"Oh yes. I will let you go. But I will just hold the window open in case you don't come back soon enough. Look sharp!"
There was no need to hurry the unfortunate woman. In less than three minutes she returned, bringing a "quartern" loaf and a large piece of cheese. She thrust them out upon the window-sill and withdrew her hand before he could catch it. But he held the window open.
"Now go!" she said. "I cannot do more for you—for God's sake go!"
"You seem very anxious to see the last of me," he whispered. "I daresay if I am hanged you will get a ticket to see me turned off. Yes—we mention those things rather freely up in town. Don't be alarmed. I will come back to-morrow night—you had better listen. If you had shown a little more heart, I would have been satisfied, but you are so stony that I think I would like another fifty pounds to-morrow night. Those notes are so deliciously crisp—"
"Listen, Walter!" said Mary. "Unless you promise to go I will raise an alarm at once. I can face shame again well enough. I will have you—hush! For God's sake—hush! There is somebody coming!"

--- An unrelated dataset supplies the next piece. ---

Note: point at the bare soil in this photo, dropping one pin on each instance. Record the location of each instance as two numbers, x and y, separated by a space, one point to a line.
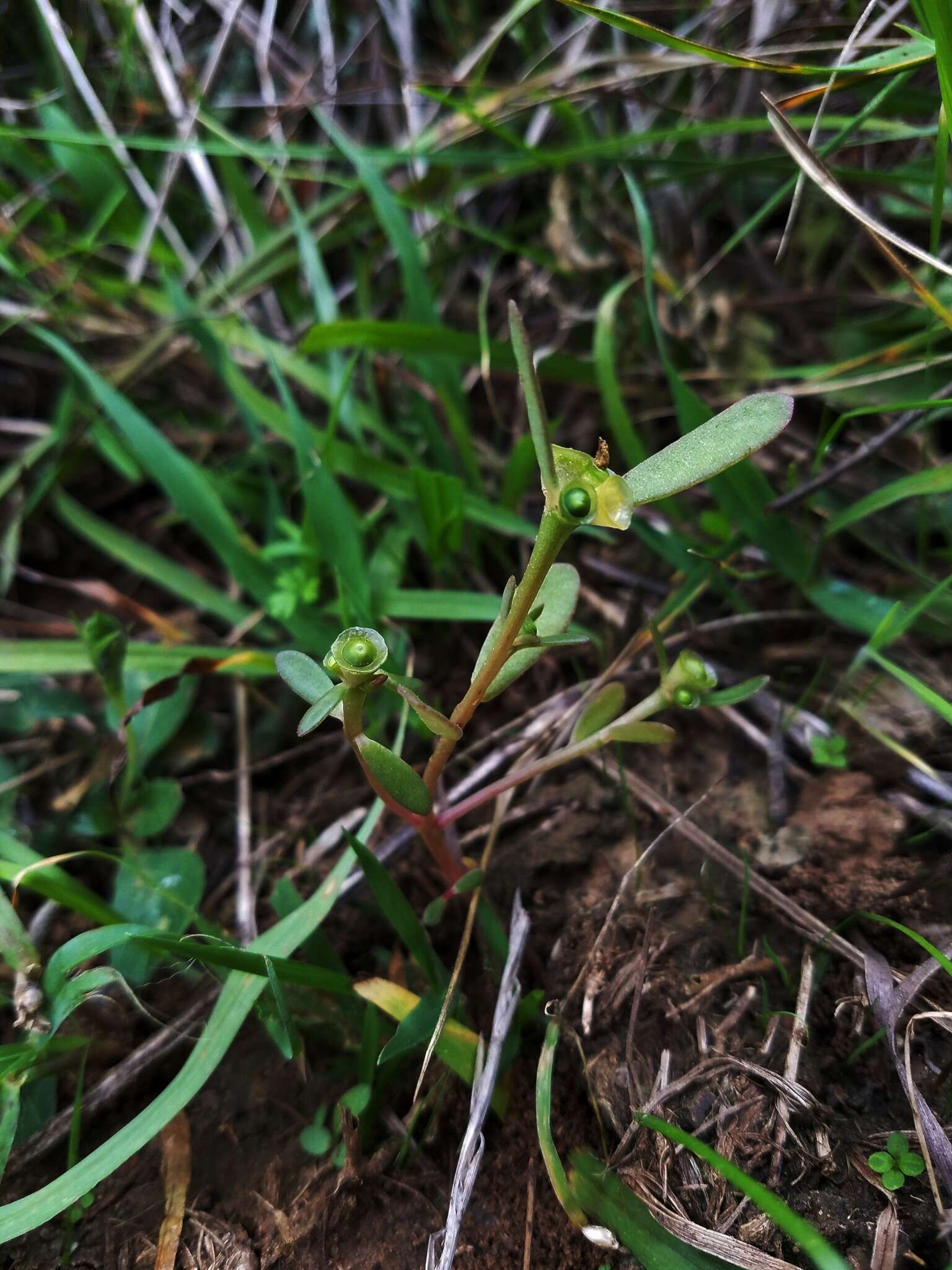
257 1199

The convict's quick ear had caught the sound. Instantly he knelt and then lay down at full length upon the ground below the window. It was a fine night and the conscientious Mr. Gall was walking his beat. The steady tramp of his heavy shoes had something ominous in it which struck terror into the heart of the wretched fugitive. With measured tread he came from the direction of the village. Reaching the cottage he paused and dimly in the starlight Mrs. Goddard could distinguish his glazed hat—the provincial constabulary still wore hats in those days. Mr. Gall stood not fifteen yards from the cottage, failed to observe that a window was open on the lower floor, nodded to himself as though satisfied with his inspection and walked on. Little by little the sound of his steps grew fainter in the distance. Walter slowly raised himself again from the ground, and put his head in at the window.
"You see it would not be hard to have you caught," whispered his wife, still breathless with the passing excitement. "That was the policeman. If I had called him, it would have been all over with you. I tell you if you try to come again I will give you up."
"Oh, that's the way you treat me, is it?" said the convict with another oath. "Then you had better look out for your dear Mr. Juxon, that's all."
Without another word, Goddard glided away from the window, let himself out by the wicket gate and disappeared across the road.
Mary Goddard was in that moment less horrified by her husband's threat than by his base ingratitude to herself and by the accusation he seemed to make against her. Worn out with the emotions of fear and anxiety, she had barely the strength to close and fasten the window. Then she sank into the first chair she could find in the dark and stared into the blackness around her. It seemed indeed more than she could bear. She was placed in the terrible position of being obliged to betray her fugitive husband, or of living in constant fear lest he should murder the best friend she had in the world.